Supply Chain Optimization Through Improved Forecasting

Recent studies and research have demonstrated the significant impact of improved forecasting on supply chain optimization, particularly in inventory management and the reduction of overstocking and stockouts. These findings highlight the growing importance of predictive analytics in modern supply chain management.

A comprehensive study published in the World Journal of Advanced Research and Reviews in 2024 explored the implementation of AI-driven demand forecasting to enhance inventory management and customer satisfaction. The research found that advanced AI algorithms and machine learning models, when applied to historical sales data and external factors, generated more precise demand forecasts. This led to significant improvements in inventory optimization and cost reduction. Notably, the neural network model outperformed other models, achieving the lowest Mean Absolute Error (MAE) and Root Mean Squared Error (RMSE) (Olamide, Praveen, Yewande, Segun, & Oladapo, 2024).

Impact of Predictive Analytics on Reducing Overstocking and Stockouts

Recent research has demonstrated the powerful impact of predictive analytics on inventory management. A study conducted in 2024 utilized Minitab’s Predictive Analytics Module to analyze factors leading to stockouts of Bluetooth headphones. The research revealed that longer lead time was the most significant predictor of stockouts. By implementing changes based on this insight, such as ordering sooner, companies could drastically reduce the likelihood of stockouts (Franz, 2025).

Another study published on SSRN in November 2024 presented a data-driven approach to inventory optimization. The research combined demand forecasting using machine learning with advanced inventory management models. By employing a random forest model for demand forecasting and integrating it with the Economic Order Quantity (EOQ) model, the study demonstrated how businesses could significantly reduce excess inventory and stockouts, leading to overall supply chain efficiency (Kalpesh, et al., 2025).

Many companied like Deloitte utilizes machine learning to analyze time-series data and predict trends in supply chain demand. They use tools like Clairvoyance evaluates multiple algorithms, and to allow user input for optimal model selection, and integrates future assumptions through a Scenario Manager. It benchmarks predictions against advanced statistical methods like ARIMAX and accommodates multiple data sources, including historical client cash flows and macroeconomic trends. This comprehensive approach enables more accurate forecasting in complex, interconnected systems, helping businesses manage supply chain demand effectively (Deloitte, 2025). Also, another research by Deloitte claims that demand planning and forecasting in the supply chain improves forecast reliability by 10-20% and reduces inventory costs by up to 20% and increasing supply chain efficiency by 15% (Deloitte, 2024).

According to Konstantin’s article on LinkedIn, predictive analytics transforms inventory management by analyzing historical data and trends, offering real-time insights and enabling proactive decision-making. A 2023 Deloitte survey showed that 62% of retailers use external data to improve forecast accuracy.

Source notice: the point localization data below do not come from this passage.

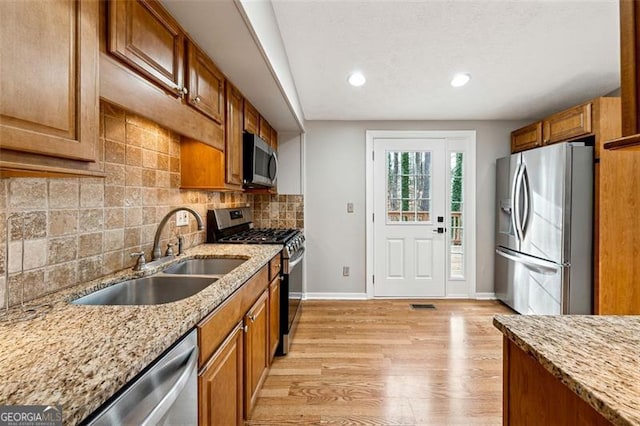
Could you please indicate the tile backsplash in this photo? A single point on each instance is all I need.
(278, 211)
(63, 231)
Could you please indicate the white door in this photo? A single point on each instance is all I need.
(409, 191)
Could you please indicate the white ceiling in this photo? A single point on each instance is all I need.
(527, 58)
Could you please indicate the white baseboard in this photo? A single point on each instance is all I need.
(486, 296)
(335, 296)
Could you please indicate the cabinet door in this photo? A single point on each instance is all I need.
(49, 69)
(251, 118)
(526, 138)
(206, 85)
(256, 344)
(220, 384)
(145, 37)
(233, 147)
(274, 316)
(567, 124)
(265, 130)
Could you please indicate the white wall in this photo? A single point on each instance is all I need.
(335, 174)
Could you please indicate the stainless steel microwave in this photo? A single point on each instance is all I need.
(260, 162)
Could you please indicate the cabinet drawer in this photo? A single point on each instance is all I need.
(274, 267)
(567, 124)
(527, 137)
(216, 326)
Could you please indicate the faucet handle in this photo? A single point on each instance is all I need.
(180, 245)
(141, 263)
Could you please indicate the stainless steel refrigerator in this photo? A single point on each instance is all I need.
(543, 261)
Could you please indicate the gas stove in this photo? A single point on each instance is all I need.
(235, 226)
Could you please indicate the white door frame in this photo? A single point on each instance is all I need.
(459, 140)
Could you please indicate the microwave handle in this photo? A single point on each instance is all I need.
(275, 158)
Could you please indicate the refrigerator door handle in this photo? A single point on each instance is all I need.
(540, 266)
(516, 191)
(527, 204)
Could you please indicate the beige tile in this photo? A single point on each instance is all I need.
(62, 249)
(133, 176)
(113, 261)
(89, 244)
(133, 216)
(91, 194)
(27, 194)
(114, 196)
(133, 156)
(113, 240)
(63, 222)
(174, 164)
(149, 159)
(114, 218)
(149, 196)
(90, 268)
(134, 134)
(91, 220)
(64, 193)
(35, 253)
(114, 128)
(114, 152)
(131, 237)
(132, 197)
(115, 174)
(32, 282)
(61, 276)
(163, 162)
(148, 215)
(149, 178)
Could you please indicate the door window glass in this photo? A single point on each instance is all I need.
(456, 220)
(408, 186)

McKinsey reported that companies using predictive analytics saw a 20-50% reduction in inventory holding costs in 2022. Businesses implementing these solutions experienced up to a 35% reduction in stockouts, according to Deloitte. A Harvard Business Review study noted a 10-15% cash flow improvement, while Gartner found up to 30% reduced warehousing and logistics costs. The global predictive analytics market is expected to reach $22.1 billion by 2026, with a CAGR of 21.7% from 2019 (Babenko, 2024).

These studies and research findings consistently demonstrate the significant benefits of improved forecasting and predictive analytics in supply chain optimization. From reducing stockouts and overstocking to enhancing overall operational efficiency, the implementation of advanced forecasting techniques has proven to be a game-changer in modern supply chain management. As businesses continue to face increasingly complex and dynamic market conditions, the adoption of these data-driven approaches will likely become even more crucial for maintaining competitive advantage and ensuring customer satisfaction.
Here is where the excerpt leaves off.